The Asteroid Impact Mission, or AIM, undergoing detailed design ahead of a final go/no-go decision by ESA’s Ministerial Council in December 2016, is a deep-space technology-demonstration mission that would also be humanity’s first probe to a double asteroid.
Among its innovative technologies, laser communications would return results to scientists several times faster than standard radio signals.
“Optical communications in general is not yet a well-established technology for space and ESA’s European Data Relay System (EDRS) will be the first commercial application,” explains ESA optics engineer Zoran Sodnik.
“In principle it works something like Morse code, with encoded rapid flashes on and off. ERDS with satellites in high orbits will use laser links to return environmental data from Europe’s low-orbiting Sentinel satellites on a realtime basis, a technique previously demonstrated using ESA’s Alphasat and Artemis telecom missions.
“In 2013 ESA’s Optical Ground Station in Tenerife participated in a two-way contact with NASA’s LADEE lunar orbiter, across 400 000 km.
“But AIM will need to operate much further: we are benchmarking a maximum span of 75 million kilometres, or half the distance between Earth and the Sun.

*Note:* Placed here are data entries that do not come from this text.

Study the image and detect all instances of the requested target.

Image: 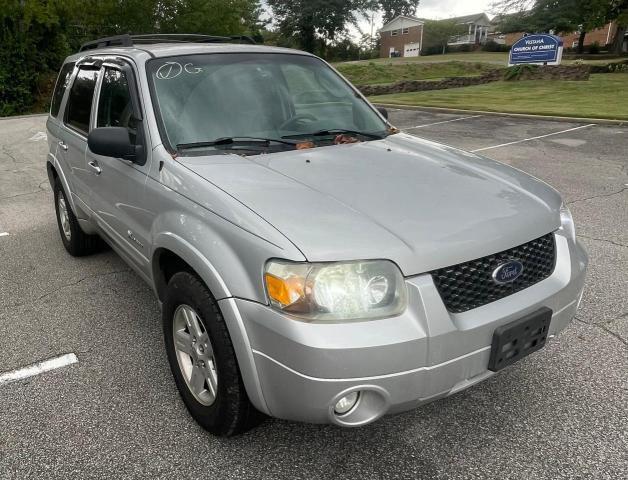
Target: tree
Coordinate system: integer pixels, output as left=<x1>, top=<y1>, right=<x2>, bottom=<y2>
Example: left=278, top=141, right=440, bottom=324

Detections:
left=157, top=0, right=263, bottom=37
left=422, top=19, right=466, bottom=55
left=608, top=0, right=628, bottom=54
left=538, top=0, right=610, bottom=53
left=378, top=0, right=420, bottom=24
left=0, top=0, right=70, bottom=115
left=69, top=0, right=262, bottom=44
left=0, top=0, right=264, bottom=115
left=492, top=0, right=615, bottom=53
left=267, top=0, right=370, bottom=53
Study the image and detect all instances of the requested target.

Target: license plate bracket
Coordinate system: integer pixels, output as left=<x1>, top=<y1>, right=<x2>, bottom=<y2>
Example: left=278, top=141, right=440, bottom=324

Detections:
left=488, top=307, right=552, bottom=372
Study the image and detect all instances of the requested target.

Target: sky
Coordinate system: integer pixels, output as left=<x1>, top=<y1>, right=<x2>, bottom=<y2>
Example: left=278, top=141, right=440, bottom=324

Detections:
left=414, top=0, right=495, bottom=20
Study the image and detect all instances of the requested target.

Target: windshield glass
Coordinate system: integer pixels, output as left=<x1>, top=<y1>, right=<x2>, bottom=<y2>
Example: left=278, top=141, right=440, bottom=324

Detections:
left=146, top=53, right=388, bottom=151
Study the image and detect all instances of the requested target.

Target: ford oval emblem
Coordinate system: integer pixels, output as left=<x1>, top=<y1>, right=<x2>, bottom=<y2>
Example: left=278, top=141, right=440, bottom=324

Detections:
left=492, top=260, right=524, bottom=284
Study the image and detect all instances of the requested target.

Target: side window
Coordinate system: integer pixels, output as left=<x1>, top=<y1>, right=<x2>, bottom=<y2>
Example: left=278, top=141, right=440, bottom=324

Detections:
left=97, top=68, right=137, bottom=142
left=50, top=62, right=75, bottom=117
left=65, top=67, right=99, bottom=135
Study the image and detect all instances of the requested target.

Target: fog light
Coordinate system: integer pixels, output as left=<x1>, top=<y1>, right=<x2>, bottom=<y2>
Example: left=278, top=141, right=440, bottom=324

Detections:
left=334, top=391, right=359, bottom=415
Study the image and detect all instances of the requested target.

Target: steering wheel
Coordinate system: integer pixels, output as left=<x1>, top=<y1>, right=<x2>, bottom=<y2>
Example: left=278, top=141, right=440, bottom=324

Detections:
left=279, top=113, right=317, bottom=131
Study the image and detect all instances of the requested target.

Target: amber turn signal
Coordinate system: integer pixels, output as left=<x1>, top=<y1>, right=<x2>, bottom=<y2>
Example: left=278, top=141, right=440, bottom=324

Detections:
left=264, top=273, right=305, bottom=307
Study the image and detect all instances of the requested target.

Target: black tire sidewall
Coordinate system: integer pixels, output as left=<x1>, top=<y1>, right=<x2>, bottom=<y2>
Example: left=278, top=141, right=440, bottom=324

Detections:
left=162, top=272, right=246, bottom=435
left=53, top=179, right=73, bottom=251
left=53, top=178, right=101, bottom=256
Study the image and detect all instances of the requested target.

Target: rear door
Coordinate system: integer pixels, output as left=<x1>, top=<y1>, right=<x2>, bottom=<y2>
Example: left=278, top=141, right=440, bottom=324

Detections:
left=85, top=61, right=153, bottom=275
left=47, top=62, right=75, bottom=156
left=59, top=65, right=100, bottom=213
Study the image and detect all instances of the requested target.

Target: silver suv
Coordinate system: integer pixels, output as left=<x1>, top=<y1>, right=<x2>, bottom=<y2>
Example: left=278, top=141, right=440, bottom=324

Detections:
left=46, top=34, right=588, bottom=436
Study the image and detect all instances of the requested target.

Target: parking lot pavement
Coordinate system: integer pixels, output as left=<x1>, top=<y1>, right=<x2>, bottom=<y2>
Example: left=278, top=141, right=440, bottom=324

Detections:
left=0, top=112, right=626, bottom=480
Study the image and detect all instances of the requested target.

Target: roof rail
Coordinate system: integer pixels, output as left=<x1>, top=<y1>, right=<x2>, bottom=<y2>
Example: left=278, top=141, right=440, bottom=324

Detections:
left=80, top=34, right=133, bottom=52
left=79, top=33, right=256, bottom=52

That might sound like a lot, but operating around Mars one day will involve much further distances still.”
A laser beam shone back from AIM’s 13.5 cm-diameter laser telescope at such a distance would have a ground footprint of about 1100 km – further than from London to Berlin. Also a lot but the equivalent radio beam radiating out across space would end up wider than our whole planet.
“The much higher frequency of laser light is what gives us higher directivity and as a result increased bandwidth,” adds ESA laser engineer Clemens Heese.
“At the same time, many photons will get lost on the way, so we need to use sophisticated photon counting methods to detect the signal reliably using our receiver telescope of around 1 m diameter.
“While radio communications is a very mature technology and close to optimum efficiency, there’s still lots of room for development with optical communications. So this is the way we need to go to really boost the quantity and speed of data we can deliver to scientists.”
To meet the challenge, ESA’s AIM team this month issued technology pre-development contracts to industry to tackle key issues including telescope design, detector electronics and coarse and fine-pointing systems. To give an idea of the kind of pointing required, AIM will need to align with the signal from Earth to within the diameter of planet Mars seen in our terrestrial sky.
“At 39.3 kg, AIM’s laser system will be one of the single largest payload items,” explains Andres Galvez, heading ESA’s Science Analysis and System Support Unit.
“We intend to gain maximum utility from it, by also using it for scientific purposes: the laser can also serve as an altimeter to chart the asteroid.”
The system design is led by RUAG Space in Switzerland, building on its existing family of Optel laser communication terminals, the latest of which is tailored for direct-to-Earth downlinks from minisatellites.